Mons. Oscar Aparicio, Arzobispo de Cochabamba durante su homilía señaló que : El reconocer nuestros pecados siempre es bueno, pero haber pecado también nos puede llevar a caminar hacia la santidad. El equivocarnos es de humanos, así decimos, ¿no es cierto? Sin embargo, podemos siempre enmendar aquello al ser acrisolado. ¿Saben lo que es el crisol, no es cierto? El crisol es aquello que es sometido a altas temperaturas de fuego a tal punto que puede contener el oro o el metal derretido, acrisolado a ese punto, fuerte, recio, de tal manera que no hay nada que lo doblegue, señaló durante la alocución de su homilía.
El Prelado nos invitó a ver nuestra historia,
también a los catequistas, ver su historia, y ver la historia de María. Fiel
desde el nacimiento, desde el anuncio del nacimiento de Jesús hasta la muerte y
sepultura de Jesús. Fiel. ¿Cuántos sufrimientos le habrá traído el ser la madre
de Jesús? ¿Cuántos gozos le habrá traído? ¿Cuánta radicalidad en el
seguimiento? La primera discípula, la primera catequista, la primera misionera,
¿cuánto? Comparémonos con ella, exortó.
Se pasa, se pasa muchísimas veces también por la cruz.
¿Dónde se es acrisolado? En la cruz, en el fuego del Señor. Así que ánimo,
hermanos. No se acobarden cuando vienen también situaciones así de dificultad,
cuando nos aprietan, ¿no es cierto? Y a veces uno quisiera estar en esas
situaciones. Sin embargo, robustece también la fe. Que sea el Señor, por tanto,
que siempre nos ayude, finalizó Mons.
Aparicio.
HOMILÍA DE MONS.
OSCAR APARICIO
ARZOBISPO DE
COCHABAMBA
DOMINGO 17 DE
AGOSTO
Feliz Día
nacional del Catequista
Pueden tomar asiento hermanos y hermanas.
Quisiera volver a reiterar aquello que ya hemos sido testigos al inicio en este
Día Nacional del Catequista. Que desde aquí les saludamos, les agradecemos por
todo su trabajo.
Ciertamente en este día no hemos podido estar
toda la comunidad presente aquí en esta Eucaristía. Sin embargo, a través de
los medios hacemos llegar también no sólo esta nuestra celebración a nuestra
comunidad, sino también a los catequistas de manera muy particular. Vean que el
lema es muy sugerente.
Catequista, peregrino de esperanza. Está enlazado
en justamente aquello que estamos celebrando este año 2025. El jubileo, que ya
lo hemos iniciado también, de peregrinos de esperanza. Esto nos pone mucho
gozo, nos anima a caminar juntos. Seguimos siendo una iglesia sinodal que
camina juntos, junto a Dios, junto a María, junto a también todo lo que puede
ser nuestra comunidad, nuestros sacerdotes, nuestros laicos, nuestros
animadores, nuestros ministros de todo tipo. En realidad también con los catequistas.

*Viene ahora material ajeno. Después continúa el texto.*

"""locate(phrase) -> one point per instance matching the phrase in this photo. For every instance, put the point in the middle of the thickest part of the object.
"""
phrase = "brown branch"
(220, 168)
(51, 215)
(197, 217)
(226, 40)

Pero también se enlaza en esta festividad que
hemos estado haciendo o celebrando estos días de manera anticipada en Quillacollo,
la Virgencita de Urcupiña, que coincide muy bien. No es por moda ni por
costumbre el poner que el catequista sea peregrino de esperanza, ni que la
Virgen de Urcupiña sea peregrina de esperanza. Responde justamente a esta
espiritualidad que estamos viviendo.
Responde al jubileo que estamos celebrando.
Tantos peregrinos, tantos, tantísimos, que hemos podido acudir también a la
Virgen de la Integración venidos del interior y del exterior, justamente para
manifestar esto. Peregrinamos en este mundo junto a la Virgen Asunta a los
Cielos, nuestra mamita de Urcupiña.
Y por tanto, también nuestros catequistas están
en la misma sintonía. Hoy se celebra este gran jubileo de aquellos. Y qué bella
sintonía también con lo que hoy estamos o hemos escuchado de la Palabra de
Dios.
La verdad no
gusta a todos
La primera lectura habla del profeta Jeremías.
Las adversidades al profeta, los sufrimientos que le acarrean el ser profeta,
aquel que habla en nombre de Dios, aquel que anuncia a Dios mismo lo que trae
Dios y a veces inclusive situaciones que no quiere escuchar el pueblo o no
quieren escuchar aquellos que han sido convocados justamente por Dios mismo y el
profeta por tanto sufre estas adversidades. No siempre, no siempre la Palabra
de Dios y el ser profeta, el ser ministro, el ser sacerdote, el ser obispo, el
ser agente de pastoral, el ser catequista trae siempre buenos resultados,
siempre éxito.
Más bien, muchas veces puede traer la
contrariedad. Cuando se anuncia la verdad no siempre gusta absolutamente a
todos. Por tanto, es la ratificación total y plena que el profeta necesita no
sólo hablar en nombre de Dios, sino apoyarse en Dios mismo y anunciar su palabra
y su verdad.
Vean que el profeta espera en Dios, espera su
auxilio. Ven Señor, ven pronto a socorrerme. No sea que yo claudique, no sea
que yo me desanime, no sea que frente a la adversidad yo entre en ambigüedad,
que diga una cosa a mis labios y otra a mi corazón.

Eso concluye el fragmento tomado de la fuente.